Enraptured by the fantasy of succeeding in Paris and by the notion that "as a result of the journey during which circumstances would make them man and wife, Madame de Bargeton would belong entirely to him," he is ready to say yes to the plan until he remembers: "Good heavens! My sister is getting married the day after tomorrow!" Madame de Bargeton is indignant that he should let such a thing come between them: "'This morning I sent my husband off to fight a duel on your ! Go away, Monsieur, leave me! I have been mistaken in you.' She fell back in a swoon onto her sofa." He gives in.

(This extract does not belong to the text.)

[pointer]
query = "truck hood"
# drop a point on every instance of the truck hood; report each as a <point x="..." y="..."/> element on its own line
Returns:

On the way back, he rationalizes that his mother can move into the room David had prepared for him, and he calculates that he can borrow some money from Postel, who bought his father's apothecary shop, and continue to receive the money his mother and sister have been giving him. But when he tells them of the plan, they reveal how much they have spent on the wedding, and Eve is heartbroken that he won't attend it. She also calculates that he'll need at least two thousand francs, much more money than he has anticipated, just to have a wardrobe suitable for Paris. Madame Chardon goes to see Postel and returns to tell Lucien that he's only willing to lend a thousand and that he would want David to co-sign. David has just arrived, and is upset that Lucien won't be at the wedding. He has also just bought jewelry for Eve to wear at it. But he gives in and agrees not only to sign the note but to see to it that Lucien gets the other thousand he needs. They go to sign the note, and when they return they find mother and daughter "on their knees in prayer."
"If ever you forgot this scene," whispered David to Lucien, "You would be the most despicable of men."He hires a horse and trap and drives Lucien to the place where Madame de Bargeton's carriage picks him up.
The printer climbed back into his shabby trap, and his heart was heavy as he drove away, for he had horrible presentiments of the fate in store for Lucien in Paris.